Sunday, December 26, 2010

Memaafkan

Ketika aku menginjakkan kaki di tempat itu dan mendapatkan tatapan sinis yang 'menelanjangi' dari ujung rambut hingga ujung kaki, aku menyadari bahwa bagi orang-orang itu aku adalah 'sampah'.

Namun sebagai 'sampah' yang dari awal memang tidak merasa 'kesampahan'nya, aku mendatangi mereka dengan tetap menegakkan kepala, memberikan senyumku sebagai bentuk sedekah, dan sapaan tulus meski berbalas buangan muka.

Beberapa waktu setelah kejadian itu berlalu aku mempertanyakan dari mana asal keberanianku menghadapi mereka. Dan jawaban pasti dari hatiku adalah keberanian itu berasal dari kebenaran yang ada.

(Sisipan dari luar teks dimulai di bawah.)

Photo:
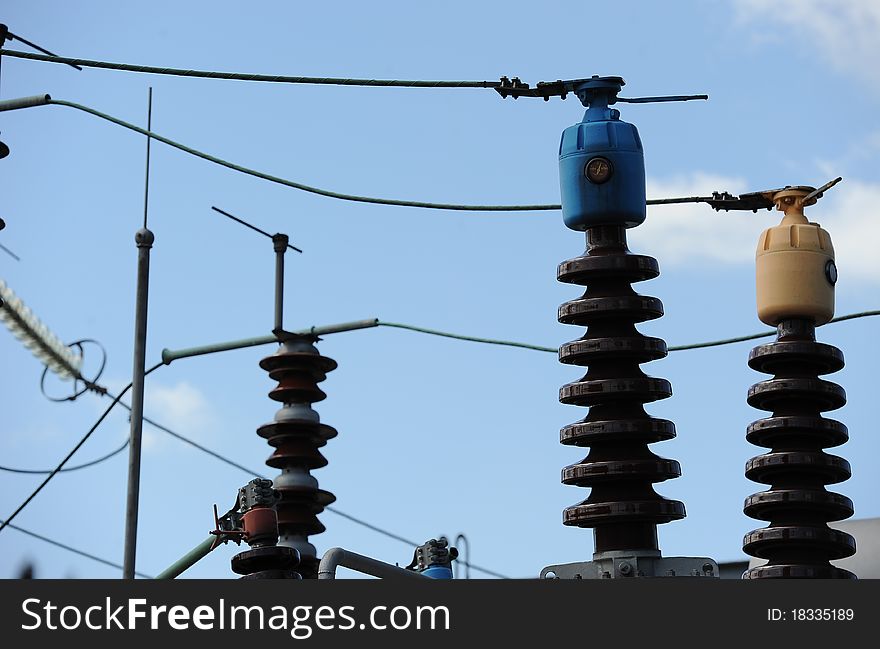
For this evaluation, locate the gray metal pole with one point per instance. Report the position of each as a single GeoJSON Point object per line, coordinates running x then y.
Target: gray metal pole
{"type": "Point", "coordinates": [144, 240]}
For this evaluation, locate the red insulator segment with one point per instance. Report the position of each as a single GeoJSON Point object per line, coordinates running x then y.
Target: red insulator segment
{"type": "Point", "coordinates": [259, 523]}
{"type": "Point", "coordinates": [623, 508]}
{"type": "Point", "coordinates": [297, 435]}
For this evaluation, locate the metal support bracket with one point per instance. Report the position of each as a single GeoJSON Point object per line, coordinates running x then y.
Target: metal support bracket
{"type": "Point", "coordinates": [624, 566]}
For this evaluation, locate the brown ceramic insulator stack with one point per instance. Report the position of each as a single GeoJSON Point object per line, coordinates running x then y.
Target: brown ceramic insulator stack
{"type": "Point", "coordinates": [622, 508]}
{"type": "Point", "coordinates": [797, 543]}
{"type": "Point", "coordinates": [297, 434]}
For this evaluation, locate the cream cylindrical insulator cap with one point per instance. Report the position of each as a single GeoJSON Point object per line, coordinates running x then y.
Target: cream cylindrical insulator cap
{"type": "Point", "coordinates": [795, 266]}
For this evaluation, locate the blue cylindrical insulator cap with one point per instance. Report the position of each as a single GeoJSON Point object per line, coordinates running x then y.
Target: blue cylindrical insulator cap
{"type": "Point", "coordinates": [602, 174]}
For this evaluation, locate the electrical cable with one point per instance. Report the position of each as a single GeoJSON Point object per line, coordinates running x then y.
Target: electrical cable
{"type": "Point", "coordinates": [326, 192]}
{"type": "Point", "coordinates": [240, 76]}
{"type": "Point", "coordinates": [71, 453]}
{"type": "Point", "coordinates": [9, 252]}
{"type": "Point", "coordinates": [86, 465]}
{"type": "Point", "coordinates": [540, 348]}
{"type": "Point", "coordinates": [250, 225]}
{"type": "Point", "coordinates": [475, 339]}
{"type": "Point", "coordinates": [297, 185]}
{"type": "Point", "coordinates": [70, 548]}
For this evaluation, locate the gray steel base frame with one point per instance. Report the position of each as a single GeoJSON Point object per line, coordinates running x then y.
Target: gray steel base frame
{"type": "Point", "coordinates": [625, 565]}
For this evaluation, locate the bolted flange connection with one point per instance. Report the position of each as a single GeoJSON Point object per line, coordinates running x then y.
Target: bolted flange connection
{"type": "Point", "coordinates": [296, 433]}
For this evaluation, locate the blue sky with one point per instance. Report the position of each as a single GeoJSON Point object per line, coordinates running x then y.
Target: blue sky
{"type": "Point", "coordinates": [436, 436]}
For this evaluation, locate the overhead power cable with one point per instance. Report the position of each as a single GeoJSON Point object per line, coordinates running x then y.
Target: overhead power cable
{"type": "Point", "coordinates": [40, 100]}
{"type": "Point", "coordinates": [70, 548]}
{"type": "Point", "coordinates": [298, 185]}
{"type": "Point", "coordinates": [240, 76]}
{"type": "Point", "coordinates": [85, 465]}
{"type": "Point", "coordinates": [72, 452]}
{"type": "Point", "coordinates": [541, 348]}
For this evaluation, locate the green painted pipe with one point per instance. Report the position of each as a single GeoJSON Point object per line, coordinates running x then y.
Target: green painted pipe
{"type": "Point", "coordinates": [189, 559]}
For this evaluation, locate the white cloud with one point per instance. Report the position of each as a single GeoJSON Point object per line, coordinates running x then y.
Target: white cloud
{"type": "Point", "coordinates": [846, 33]}
{"type": "Point", "coordinates": [693, 234]}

Jadi bukan lantaran aku sombong, - bukan pula karena aku tak punya rasa malu maka aku berani menghadapi dan mematahkan tatapan sinis mereka kala itu. Namun keyakinan bahwa aku benar lah yang mampu menepis rasa mundur.

Mungkin aku kalah dalam kesendirian di mata mereka. Tapi ijinkan aku berbangga sekarang; karena dalam senyum aku justru merasa aku lah sang pemenang.


Semulia-mulia manusia ialah ia yang mempunyai adab yang baik, merendahkan diri ketika ia berkedudukan tinggi, memaafkan ketika ia mampu membalas, dan bersikap adil ketika ia memliki kekuatan.